Between February and June 2019, the 34-year-old woman first defrauded the Federation of Estrie Housing Cooperatives and six cooperatives that are members of it.
Dismissed, she found a new job at Avantage Carr Estrie, which she defrauded in the fall of 2019.
“The punishment is not exaggerated, but appropriate. The accused did not prevent herself from reoffending after pledging not to have access to bank accounts other than her own. The criteria of denunciation and deterrence must take precedence, ”said Judge Hélène Fabi of the Court of Quebec in imposing the sentence on Thursday at the Sherbrooke courthouse.
It is to keep her head above water during an incredible story of international fraud with a so-called American army soldier injured in Syria that Marie-Élodie Huon would have carried out these two important frauds recognized in front of the court.
“He made him believe in an unimaginable story,” said Judge Fabi in imposing the sentence.
Once pre-trial detention is removed, Marie-Élodie Huon will have to spend another 21 months behind bars. Probably the victim of an international network of fraudsters, the woman with no criminal record from Sherbrooke in turn defrauded two employers in an attempt to help a “friend” she met on social networks.
Until her release investigation in January 2020, the 34-year-old believed the story she was engulfed in for several months.
After a few weeks, the alleged soldier asked him for a first sum of money in Bitcoins cryptocurrency so that he could be repatriated to his home in the United States since he had been wounded in combat in Syria.
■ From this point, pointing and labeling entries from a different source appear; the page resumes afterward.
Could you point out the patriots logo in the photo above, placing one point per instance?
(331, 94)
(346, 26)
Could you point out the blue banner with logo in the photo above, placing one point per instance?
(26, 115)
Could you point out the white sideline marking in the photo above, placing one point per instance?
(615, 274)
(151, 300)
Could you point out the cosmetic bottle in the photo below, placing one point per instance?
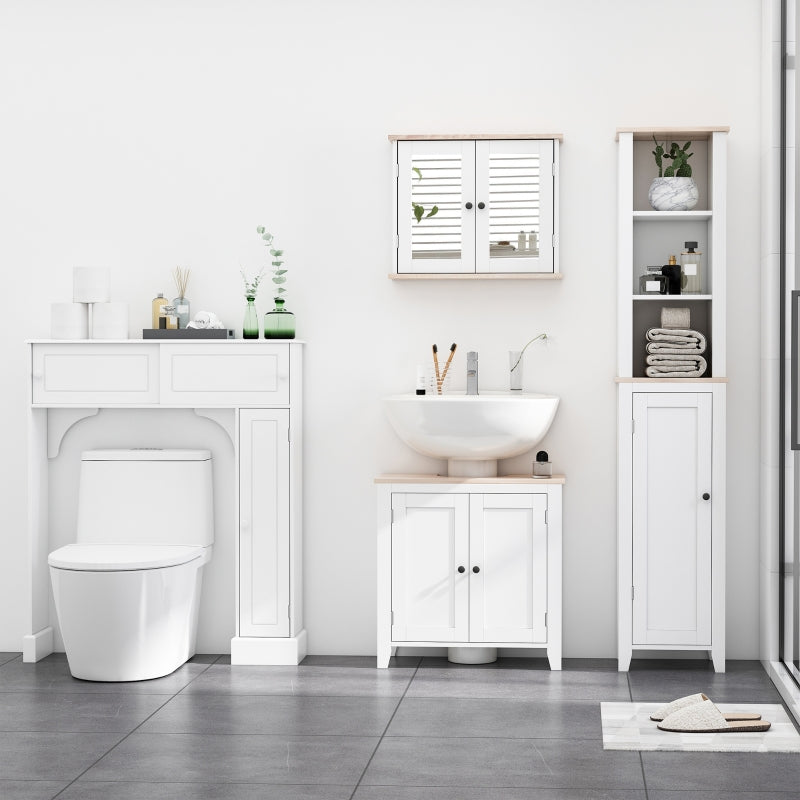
(691, 270)
(158, 309)
(673, 273)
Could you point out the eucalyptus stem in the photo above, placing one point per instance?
(535, 338)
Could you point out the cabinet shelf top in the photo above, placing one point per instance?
(701, 132)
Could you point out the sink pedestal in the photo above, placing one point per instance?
(466, 468)
(472, 655)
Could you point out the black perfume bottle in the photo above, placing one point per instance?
(673, 273)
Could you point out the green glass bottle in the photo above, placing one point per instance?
(279, 323)
(250, 324)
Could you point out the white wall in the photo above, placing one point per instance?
(153, 134)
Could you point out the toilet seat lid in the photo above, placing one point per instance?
(122, 557)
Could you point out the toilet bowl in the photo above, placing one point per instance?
(127, 593)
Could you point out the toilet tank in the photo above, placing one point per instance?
(146, 496)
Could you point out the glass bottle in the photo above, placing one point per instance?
(691, 270)
(250, 324)
(279, 323)
(182, 308)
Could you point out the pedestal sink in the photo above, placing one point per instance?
(471, 431)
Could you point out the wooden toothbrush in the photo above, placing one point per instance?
(447, 365)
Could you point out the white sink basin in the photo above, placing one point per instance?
(471, 431)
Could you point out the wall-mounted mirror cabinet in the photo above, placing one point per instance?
(480, 206)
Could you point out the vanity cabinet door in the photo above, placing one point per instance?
(435, 175)
(508, 548)
(672, 509)
(430, 541)
(264, 567)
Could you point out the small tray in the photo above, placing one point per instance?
(188, 333)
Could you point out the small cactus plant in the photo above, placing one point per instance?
(680, 167)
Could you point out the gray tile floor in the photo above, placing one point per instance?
(336, 728)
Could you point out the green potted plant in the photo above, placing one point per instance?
(674, 189)
(278, 323)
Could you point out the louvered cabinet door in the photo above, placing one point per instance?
(515, 182)
(435, 207)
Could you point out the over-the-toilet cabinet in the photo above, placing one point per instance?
(469, 563)
(253, 390)
(671, 431)
(487, 205)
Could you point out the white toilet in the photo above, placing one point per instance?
(127, 592)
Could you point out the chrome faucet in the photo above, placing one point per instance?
(472, 372)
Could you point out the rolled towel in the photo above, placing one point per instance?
(678, 337)
(675, 317)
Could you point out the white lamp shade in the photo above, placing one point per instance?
(90, 285)
(110, 321)
(69, 321)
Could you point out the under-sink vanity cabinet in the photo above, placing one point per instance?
(466, 562)
(476, 206)
(253, 391)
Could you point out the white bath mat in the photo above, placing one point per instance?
(627, 726)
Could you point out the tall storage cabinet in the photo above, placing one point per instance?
(671, 431)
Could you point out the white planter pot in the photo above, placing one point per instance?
(673, 194)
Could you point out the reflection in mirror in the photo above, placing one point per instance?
(513, 206)
(436, 206)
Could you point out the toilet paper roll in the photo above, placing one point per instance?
(90, 285)
(69, 321)
(110, 321)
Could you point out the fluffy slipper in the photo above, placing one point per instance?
(705, 717)
(691, 700)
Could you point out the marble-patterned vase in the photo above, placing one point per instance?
(673, 194)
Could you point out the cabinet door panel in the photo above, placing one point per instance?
(264, 523)
(671, 520)
(440, 175)
(429, 543)
(508, 544)
(515, 182)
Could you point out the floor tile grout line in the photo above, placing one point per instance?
(380, 739)
(168, 699)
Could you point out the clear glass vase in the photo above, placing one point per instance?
(250, 324)
(279, 323)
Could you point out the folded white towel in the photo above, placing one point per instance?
(678, 337)
(675, 366)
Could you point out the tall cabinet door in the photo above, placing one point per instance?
(508, 568)
(672, 518)
(430, 578)
(264, 522)
(436, 175)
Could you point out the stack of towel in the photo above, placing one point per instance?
(675, 352)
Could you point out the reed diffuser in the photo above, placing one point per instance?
(181, 302)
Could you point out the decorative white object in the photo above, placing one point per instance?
(671, 432)
(673, 194)
(257, 384)
(469, 564)
(90, 285)
(127, 592)
(69, 321)
(109, 321)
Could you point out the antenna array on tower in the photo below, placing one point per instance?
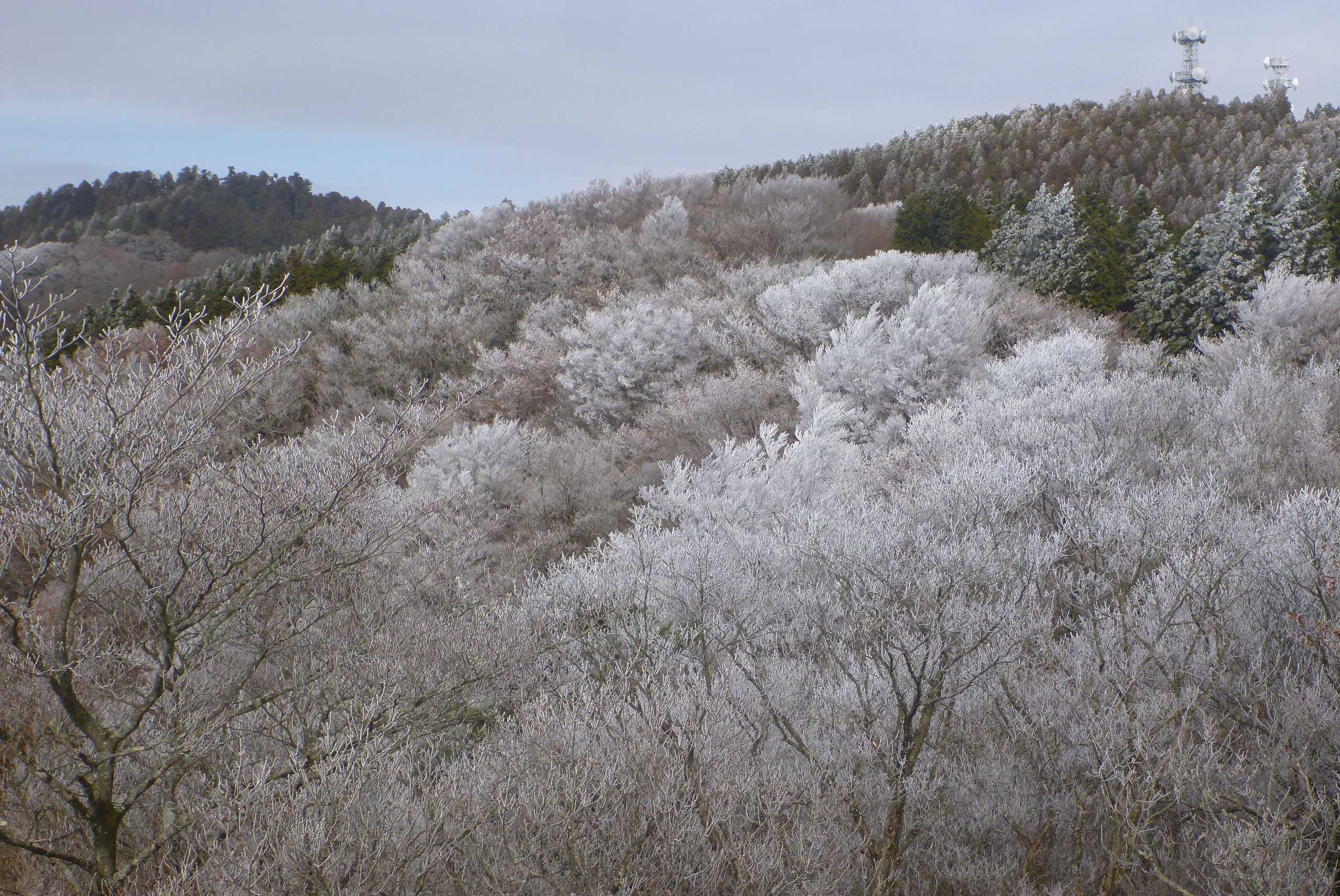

The money sent was then intercepted by the commander of the said soldier, who was arrested at the Philippine border for arms trafficking.
The Canadian permanent resident would then have been threatened by the alleged authorities of the Philippines with being extradited there for complicity, since the alleged commander had claimed that she was an accomplice. She then transferred another amount as a fine, still in Bitcoins.
The fraudulent scheme continued as her soldier friend told her that she would eventually be reimbursed in cash. But this sum was blocked this time in the United Kingdom. Marie-Élodie Huon once again channeled money to resolve the situation.
Cash advances, bank transfers, fake checks and even cryptocurrency transfers were made by Marie-Élodie in 26 fraudulent transactions.
Colleagues from the Estrie housing cooperative federation discovered her frauds, but she then defended herself by saying that she had been hacked.
Fired in July 2018, she defrauded her new employer before being arrested a second time.
Two members of the board of directors of the Federation of Estrie Housing Cooperatives attended the imposition of the sentence by Judge Fabi.
“I am not delighted with the pain Marie-Élodie received. But she knew what she was doing. It's a shame because we trusted her. I want this type of penalty to be a deterrent for people who would be tempted to do the same thing, ”explains Carole Vallerand, president of the Federation of Housing Co-operatives in Estrie.